7. Cap. Das Werden des göttlichen Wortes nach den Sprichwörtern und einigen Psalmen. Seine Persönlichkeit und Substanzialität.
Seine Eigenart und seinen Schmuck, seinen Laut und Ton empfing das Wort selbst damals, als Gott sprach: „Es werde Licht”.1 Das ist die eigentliche Geburt des Wortes, wenn es aus Gott ausgeht, nachdem es von ihm unter dem Namen der Sophia zuerst zum Denken gegründet worden war. „Der Herr gründete mich am Anfang der Wege.”2 Sodann wurde es zum Wirken gezeugt: „Als er den Himmel bereitete, war ich bei ihm.”3 Darnach machte er es sich gleich. Durch sein Ausgehen aus ihm ist es sein „eingeborener Sohn”4 geworden, weil vor allem geboren, und zugleich einziger Sohn, weil allein aus Gott geboren im eigentlichen Sinne aus dem Mutterschoosse seines Herzens, wie der Vater selber bezeugt: „Mein Herz liess aufsteigen das vortreffliche Wort”.5 Sodann sich über ihn freuend, sagt er zu ihm, der sich ebenfalls an seiner Person erfreute: „Du bist mein Sohn, heute habe ich Dich gezeugt” und „vor dem Morgenstern habe ich Dich gezeugt.”6 In ähnlicher Weise S. 517 bekannte auch der Sohn in seiner Person unter dem Namen der Sophia den Vater: „Der Herr hat mich gegründet zum Anfang der Wege zu seinen Werken”; „vor allen Hügeln hat er mich gezeugt.”7 Wenn hier die Sophia allerdings zu sagen scheint, dass sie vom Herrn zu seinen Werken und Wegen gegründet sei, anderwärts dagegen erklärt wird, dass durch das Wort alles und ohne dasselbe nichts gemacht worden sei,8 wie es auch wiederum heisst: „Durch sein Wort sind die Himmel befestigt und durch seinen Geist alle ihre Gewalten”,9 natürlich durch den Geist, der dem Worte innewohnte, — dann leuchtet ein, dass der Name „Sophia” und die Bezeichnung „Wort”, die den Anfang der Wege zu den Werken Gottes erhielt und den Himmel befestigte, durch welche alles gemacht und ohne die nichts gemacht worden ist, — eine und dieselbe Bedeutung haben.
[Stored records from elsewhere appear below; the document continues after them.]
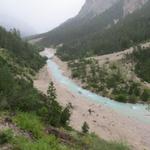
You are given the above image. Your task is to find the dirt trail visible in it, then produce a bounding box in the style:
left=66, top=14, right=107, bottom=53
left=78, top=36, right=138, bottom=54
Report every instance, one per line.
left=34, top=49, right=150, bottom=150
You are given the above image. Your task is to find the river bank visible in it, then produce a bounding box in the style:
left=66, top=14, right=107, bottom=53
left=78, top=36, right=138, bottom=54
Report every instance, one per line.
left=34, top=49, right=150, bottom=150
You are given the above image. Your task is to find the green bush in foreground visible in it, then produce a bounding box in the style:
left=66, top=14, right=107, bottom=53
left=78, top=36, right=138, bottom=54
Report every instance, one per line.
left=0, top=129, right=13, bottom=145
left=14, top=113, right=44, bottom=138
left=13, top=136, right=67, bottom=150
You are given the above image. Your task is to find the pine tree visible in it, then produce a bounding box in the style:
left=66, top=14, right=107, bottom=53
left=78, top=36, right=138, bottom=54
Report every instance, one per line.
left=82, top=121, right=89, bottom=133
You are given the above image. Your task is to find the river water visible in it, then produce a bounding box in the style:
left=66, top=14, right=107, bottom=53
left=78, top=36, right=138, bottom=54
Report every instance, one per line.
left=47, top=51, right=150, bottom=124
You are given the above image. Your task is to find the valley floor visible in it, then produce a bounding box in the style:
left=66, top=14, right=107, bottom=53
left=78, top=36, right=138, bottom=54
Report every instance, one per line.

Doch nun nichts mehr über den Irrtum, als sei es nicht das Wort selber, das auch unter dem Namen der Sophia, des Intellektes und des gesamten göttlichen Odems und Geistes Sohn Gottes geworden ist, von welchem letztern es ausging und erzeugt wurde! Folglich gebt Ihr zu, fragt man uns, dass das Wort, das auf dem Geiste und der Übergabe der Sophia beruht, eine Substanz sei? Allerdings. Man will nämlich nicht, dass das Wort kraft seiner ihm eigentümlichen Substanz Substanzialität habe, dass es nicht als Ding für sich und als Person erscheine und dass somit der von Gott als zweiter hingestellte nicht imstande sei, das Dasein zweier Personen zu bewirken, des Vaters und des Sohnes, Gottes und des Wortes. Denn, sagt man, was ist denn Wort anders als ein Laut und Ton des Mundes, oder wie die Grammatiker sagen, bewegte Luft, die dem Gehör vernehmlich wird, im übrigen aber etwas Wesenloses, Leeres und Unkörperliches?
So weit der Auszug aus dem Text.